Man has a conscience. The conscience cannot be described as a separate mental power. It is the spiritual or moral guide to conduct and thought, having for its basis our hereditary and acquired mental attitudes and moral standards. It is the spiritual voice, speaking to the will. The conscience is man's moral instinct. It imparts divine dignity to man; through it the divine will is revealed, and it forever distinguishes man from the animal.

The conscience is ever subject to education, and therefore it must never be looked upon as an infallible and unerring guide to conduct. The heathen is just as conscientious in praying to an idol as the Christian is in worshiping a personal God. The devout Hindoo mother is just as conscientious in throwing her innocent babe into the mouth of the crocodile as is the Christian missionary in his efforts to save her benighted soul.

The character is influenced in its formation not only by the heed we pay to conscience, but also by the insinuations of evil, commonly known as temptation; and these unfavorable influences represent our acquired, hereditary and suggested tendencies to depart from the way of right as recognized by the mind and dictated by the conscience.

And so we must recognize that man is a spiritual being as well as an intelligent animal. The primitive man is always religious; he universally worships something. Absolute irreligion is only the product of artificial training and miseducation. The spirit which operates upon the mind of man constitutes the divine source of our higher emotions and affections. Judgment, ofttimes spontaneously, determines the right for the mind; and conscience prompts the will to order the execution of judgment's decrees. Man strives to attain his ideal in spiritual or religious life and gradually approaches it. The more closely the relationship between his soul and God is established, the higher his

religious idea; hence, prayer is one of the best agencies in character building. In fact, in the treatment of many nervous disorders, even the physician is coming to regard prayer as a powerful healing agency.
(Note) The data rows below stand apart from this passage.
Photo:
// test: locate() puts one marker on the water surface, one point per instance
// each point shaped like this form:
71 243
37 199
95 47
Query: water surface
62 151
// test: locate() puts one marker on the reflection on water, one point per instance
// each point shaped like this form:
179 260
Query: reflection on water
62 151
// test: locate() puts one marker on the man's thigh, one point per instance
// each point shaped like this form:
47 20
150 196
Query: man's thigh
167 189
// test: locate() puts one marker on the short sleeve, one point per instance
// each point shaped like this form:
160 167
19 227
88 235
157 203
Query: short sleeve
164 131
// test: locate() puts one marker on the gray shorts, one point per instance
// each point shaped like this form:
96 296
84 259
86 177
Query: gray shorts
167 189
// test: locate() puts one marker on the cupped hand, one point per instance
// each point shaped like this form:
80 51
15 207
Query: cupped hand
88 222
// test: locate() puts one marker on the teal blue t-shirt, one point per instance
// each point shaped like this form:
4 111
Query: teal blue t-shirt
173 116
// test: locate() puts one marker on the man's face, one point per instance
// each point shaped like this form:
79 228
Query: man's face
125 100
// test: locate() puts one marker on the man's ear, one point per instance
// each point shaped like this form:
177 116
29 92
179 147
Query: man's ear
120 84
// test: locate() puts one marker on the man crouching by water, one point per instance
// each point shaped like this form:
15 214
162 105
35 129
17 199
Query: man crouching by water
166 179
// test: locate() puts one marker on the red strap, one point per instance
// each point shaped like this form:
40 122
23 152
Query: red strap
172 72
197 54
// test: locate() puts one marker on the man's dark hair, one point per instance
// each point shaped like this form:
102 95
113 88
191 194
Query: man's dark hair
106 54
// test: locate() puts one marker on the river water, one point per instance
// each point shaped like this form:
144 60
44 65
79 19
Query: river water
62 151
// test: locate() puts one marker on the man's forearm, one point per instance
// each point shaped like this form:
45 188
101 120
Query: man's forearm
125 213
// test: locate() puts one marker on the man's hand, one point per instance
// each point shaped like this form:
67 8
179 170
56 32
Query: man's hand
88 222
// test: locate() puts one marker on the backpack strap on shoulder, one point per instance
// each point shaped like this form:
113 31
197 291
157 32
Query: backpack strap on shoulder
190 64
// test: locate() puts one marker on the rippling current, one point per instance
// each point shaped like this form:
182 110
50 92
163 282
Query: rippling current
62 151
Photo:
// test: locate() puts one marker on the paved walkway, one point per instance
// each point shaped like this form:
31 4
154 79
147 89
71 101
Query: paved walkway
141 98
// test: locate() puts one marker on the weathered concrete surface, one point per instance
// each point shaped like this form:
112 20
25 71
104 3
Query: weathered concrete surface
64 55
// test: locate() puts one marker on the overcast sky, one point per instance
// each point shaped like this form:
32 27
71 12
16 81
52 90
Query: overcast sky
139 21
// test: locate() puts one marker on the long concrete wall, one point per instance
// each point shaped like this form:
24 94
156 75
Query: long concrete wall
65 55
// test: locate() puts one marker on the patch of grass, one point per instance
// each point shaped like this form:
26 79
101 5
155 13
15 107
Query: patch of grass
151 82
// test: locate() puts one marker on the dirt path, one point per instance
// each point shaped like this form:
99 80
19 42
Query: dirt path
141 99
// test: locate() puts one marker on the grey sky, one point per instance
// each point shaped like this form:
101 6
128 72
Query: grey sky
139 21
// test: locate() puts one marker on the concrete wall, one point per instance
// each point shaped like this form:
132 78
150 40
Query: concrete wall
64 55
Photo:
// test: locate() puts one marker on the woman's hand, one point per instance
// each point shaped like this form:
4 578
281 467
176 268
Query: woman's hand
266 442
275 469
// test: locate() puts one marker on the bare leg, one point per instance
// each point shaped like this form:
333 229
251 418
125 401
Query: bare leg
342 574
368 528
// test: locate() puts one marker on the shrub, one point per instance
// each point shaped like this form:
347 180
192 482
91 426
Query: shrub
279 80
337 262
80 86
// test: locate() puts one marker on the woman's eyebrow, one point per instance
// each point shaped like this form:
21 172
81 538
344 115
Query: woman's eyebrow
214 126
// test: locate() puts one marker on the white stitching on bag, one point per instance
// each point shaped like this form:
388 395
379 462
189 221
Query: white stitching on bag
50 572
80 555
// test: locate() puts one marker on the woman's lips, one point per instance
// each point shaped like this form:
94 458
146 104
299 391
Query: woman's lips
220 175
16. Difference Between Temperament and Character. Children are born into this world with temperamental tendencies pretty well settled, whereas the character is only faintly predetermined. Temperament is largely a matter of physiology as well as psychology. Temperament represents the inherited capital and the ancestral tendencies of the individual, whereas character represents the increase, the results, the harvest of the use which has been made of the pre-existent and basic hereditary temperamental tendencies.

Character is a thing which we literally build. The temperamental factors and hereditary tendencies, it is true, represent the building materials represent the mental, moral and physical factors which we are forced to utilize in building this more sublime character structure. Notwithstanding the fact that the laws of heredity more or less determine the nature of our crude building materials notwithstanding the fact that we are somewhat limited in our range of selection as regards the fundamental nature of our character structure notwithstanding all of these handicaps of both heredity and environment, there nevertheless remains a tremendous range of possibility within which the individual, aided by his parents at home and his teachers at school, may develop a more or less distinctive personality and build a character altogether unique and entirely different from that which would have resulted from the undisciplined and untaught development of his hereditary and temperamental tendencies.

In other words, the decisions of the pupil, the attitude of the parents, and the methods of the teachers, are all potential in modifying and building the character. Character is a thing which may actually be constructed, may actually be influenced even in directions opposite to that of the hereditary temperamental tendencies.